Les conditions de vie des civils «plus effroyables que jamais» en Syrie

Les prix des denrées alimentaires en Syrie sont en moyenne huit fois plus élevés qu’avant la crise, souligne le Haut Commissaire des Nations unies.
Photo: Delil Souleiman Agence France-Presse Les prix des denrées alimentaires en Syrie sont en moyenne huit fois plus élevés qu’avant la crise, souligne le Haut Commissaire des Nations unies.

Beyrouth — Les conditions de vie des civils en Syrie sont « plus effroyables que jamais », a déploré vendredi le haut commissaire des Nations unies pour les réfugiés (HCR), Filippo Grandi, alors que le conflit dans ce pays entre dans sa huitième année.

« À l’intérieur de la Syrie, les civils endurent des conditions plus effroyables que jamais et 69 % d’entre eux luttent pour leur survie dans le dénuement le plus extrême », a affirmé M. Grandi à l’occasion d’une visite au Liban voisin.

La guerre en Syrie a été déclenchée en mars 2011 par la répression gouvernementale de manifestations pro-démocratie et s’est ensuite complexifiée avec l’implication de pays étrangers et de groupes djihadistes.

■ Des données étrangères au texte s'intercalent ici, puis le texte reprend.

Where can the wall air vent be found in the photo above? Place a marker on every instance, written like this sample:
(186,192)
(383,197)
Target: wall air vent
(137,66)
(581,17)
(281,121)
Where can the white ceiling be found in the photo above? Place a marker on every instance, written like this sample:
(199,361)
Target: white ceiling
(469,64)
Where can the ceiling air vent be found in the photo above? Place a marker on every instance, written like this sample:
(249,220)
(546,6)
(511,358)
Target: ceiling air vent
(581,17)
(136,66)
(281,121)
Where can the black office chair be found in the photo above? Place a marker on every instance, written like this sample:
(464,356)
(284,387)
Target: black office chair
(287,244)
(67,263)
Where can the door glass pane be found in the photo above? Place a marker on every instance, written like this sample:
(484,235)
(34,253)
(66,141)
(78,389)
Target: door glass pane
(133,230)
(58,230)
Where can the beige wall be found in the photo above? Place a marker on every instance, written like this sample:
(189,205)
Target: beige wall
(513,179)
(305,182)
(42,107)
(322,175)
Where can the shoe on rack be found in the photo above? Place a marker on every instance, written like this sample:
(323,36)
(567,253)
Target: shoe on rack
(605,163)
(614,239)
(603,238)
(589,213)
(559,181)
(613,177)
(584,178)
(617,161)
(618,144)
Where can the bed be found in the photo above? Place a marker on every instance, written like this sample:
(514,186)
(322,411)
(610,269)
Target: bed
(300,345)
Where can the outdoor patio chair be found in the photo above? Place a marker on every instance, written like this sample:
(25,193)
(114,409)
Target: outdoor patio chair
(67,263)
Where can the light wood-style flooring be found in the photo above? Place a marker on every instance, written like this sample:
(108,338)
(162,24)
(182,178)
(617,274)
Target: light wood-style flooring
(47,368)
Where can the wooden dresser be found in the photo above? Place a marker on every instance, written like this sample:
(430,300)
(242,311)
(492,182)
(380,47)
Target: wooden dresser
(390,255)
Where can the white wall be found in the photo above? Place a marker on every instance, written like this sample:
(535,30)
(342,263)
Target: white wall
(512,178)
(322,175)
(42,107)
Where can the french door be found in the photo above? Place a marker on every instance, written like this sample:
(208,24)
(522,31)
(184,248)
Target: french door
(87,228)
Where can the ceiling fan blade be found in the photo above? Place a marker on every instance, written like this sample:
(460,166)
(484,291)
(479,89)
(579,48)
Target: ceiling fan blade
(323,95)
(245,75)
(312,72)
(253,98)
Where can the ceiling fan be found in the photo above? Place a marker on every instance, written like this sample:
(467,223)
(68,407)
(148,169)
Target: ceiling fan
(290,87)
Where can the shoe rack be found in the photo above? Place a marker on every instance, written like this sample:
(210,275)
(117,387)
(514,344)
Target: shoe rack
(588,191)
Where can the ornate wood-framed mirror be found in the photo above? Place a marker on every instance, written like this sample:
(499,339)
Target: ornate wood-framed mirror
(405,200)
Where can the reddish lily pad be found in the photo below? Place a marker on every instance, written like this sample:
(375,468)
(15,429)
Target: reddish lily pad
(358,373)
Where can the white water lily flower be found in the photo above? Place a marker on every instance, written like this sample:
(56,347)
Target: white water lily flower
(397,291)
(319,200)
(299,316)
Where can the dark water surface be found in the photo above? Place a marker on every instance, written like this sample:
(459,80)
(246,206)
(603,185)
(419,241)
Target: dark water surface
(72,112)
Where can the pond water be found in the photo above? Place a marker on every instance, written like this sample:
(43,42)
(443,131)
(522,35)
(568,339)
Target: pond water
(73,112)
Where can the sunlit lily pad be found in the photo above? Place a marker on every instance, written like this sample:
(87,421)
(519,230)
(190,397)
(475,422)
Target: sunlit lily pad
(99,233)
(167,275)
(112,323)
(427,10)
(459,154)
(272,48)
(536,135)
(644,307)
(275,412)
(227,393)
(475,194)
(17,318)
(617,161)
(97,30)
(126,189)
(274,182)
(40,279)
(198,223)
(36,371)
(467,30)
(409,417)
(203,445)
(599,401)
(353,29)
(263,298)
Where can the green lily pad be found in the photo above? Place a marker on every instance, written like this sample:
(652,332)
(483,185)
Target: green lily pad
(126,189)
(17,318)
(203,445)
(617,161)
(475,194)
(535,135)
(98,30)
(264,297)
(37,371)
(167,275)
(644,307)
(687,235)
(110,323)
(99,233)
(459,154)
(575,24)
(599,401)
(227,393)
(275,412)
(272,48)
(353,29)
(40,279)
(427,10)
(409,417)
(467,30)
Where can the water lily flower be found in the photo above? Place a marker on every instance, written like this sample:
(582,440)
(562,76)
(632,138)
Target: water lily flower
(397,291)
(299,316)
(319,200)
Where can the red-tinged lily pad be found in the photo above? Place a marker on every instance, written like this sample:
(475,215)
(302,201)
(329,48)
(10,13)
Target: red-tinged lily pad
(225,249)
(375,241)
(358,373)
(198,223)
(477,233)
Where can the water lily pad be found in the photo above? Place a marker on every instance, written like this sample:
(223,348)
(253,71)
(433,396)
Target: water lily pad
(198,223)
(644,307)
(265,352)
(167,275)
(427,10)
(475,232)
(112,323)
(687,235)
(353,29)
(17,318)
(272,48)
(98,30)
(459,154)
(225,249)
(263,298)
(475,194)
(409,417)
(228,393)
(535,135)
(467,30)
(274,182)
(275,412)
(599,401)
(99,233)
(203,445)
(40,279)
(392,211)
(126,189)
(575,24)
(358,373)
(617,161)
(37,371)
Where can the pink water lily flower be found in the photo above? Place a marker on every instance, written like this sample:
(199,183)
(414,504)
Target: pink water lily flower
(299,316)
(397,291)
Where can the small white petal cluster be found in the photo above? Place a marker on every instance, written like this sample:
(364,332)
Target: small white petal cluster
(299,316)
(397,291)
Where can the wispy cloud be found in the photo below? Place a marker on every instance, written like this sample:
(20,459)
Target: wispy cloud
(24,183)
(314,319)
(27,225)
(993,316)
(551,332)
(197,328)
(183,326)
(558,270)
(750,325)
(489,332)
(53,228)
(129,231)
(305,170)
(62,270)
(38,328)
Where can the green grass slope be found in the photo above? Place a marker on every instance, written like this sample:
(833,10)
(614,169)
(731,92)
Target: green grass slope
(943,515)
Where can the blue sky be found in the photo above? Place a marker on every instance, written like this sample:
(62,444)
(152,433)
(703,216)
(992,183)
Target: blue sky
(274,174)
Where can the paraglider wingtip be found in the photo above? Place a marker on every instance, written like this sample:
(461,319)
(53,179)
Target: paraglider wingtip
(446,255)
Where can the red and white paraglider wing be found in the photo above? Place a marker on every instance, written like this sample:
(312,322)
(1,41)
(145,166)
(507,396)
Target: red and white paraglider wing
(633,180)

« Ces sept années de guerre laissent derrière elles une tragédie humaine aux dimensions colossales. Pour sauver des vies, il est grand temps de mettre fin à ce conflit dévastateur », a dit M. Grandi, cité dans un communiqué.

Le 15 mars est généralement considéré comme la date anniversaire du début du conflit, qui a fait selon l’Observatoire syrien des droits de l’homme (OSDH), plus de 340 000 morts et provoqué le plus grand nombre de déplacés depuis la Seconde Guerre mondiale.

L’effondrement du pouvoir des djihadistes du groupe État islamique (EI), qui avaient régné sur de larges pans du territoire, n’a pas mis fin à la guerre, M. Grandi soulignant que les civils souffraient plus que jamais.

« La part des familles consacrant plus de la moitié de leur revenu annuel à l’alimentation atteint désormais 90 %, tandis que les prix des denrées alimentaires sont en moyenne huit fois plus élevés qu’avant la crise », a-t-il ajouté.

Le régime est parvenu, grâce notamment à l’indéfectible allié russe, à reprendre les régions qu’il avait perdues au cours du conflit. Mais les conditions sont loin d’être suffisantes pour le retour chez eux de plus de 50 % des 20 millions d’habitants que comptait la Syrie avant le conflit.

Les civils se voient contraints de partir ou sont tués par les combats ou bombardements qui se poursuivent sur plusieurs fronts, notamment l’enclave rebelle assiégée de la Ghouta orientale, dernier fief insurgé aux portes de Damas qui connaît un des épisodes les plus sombres de la guerre.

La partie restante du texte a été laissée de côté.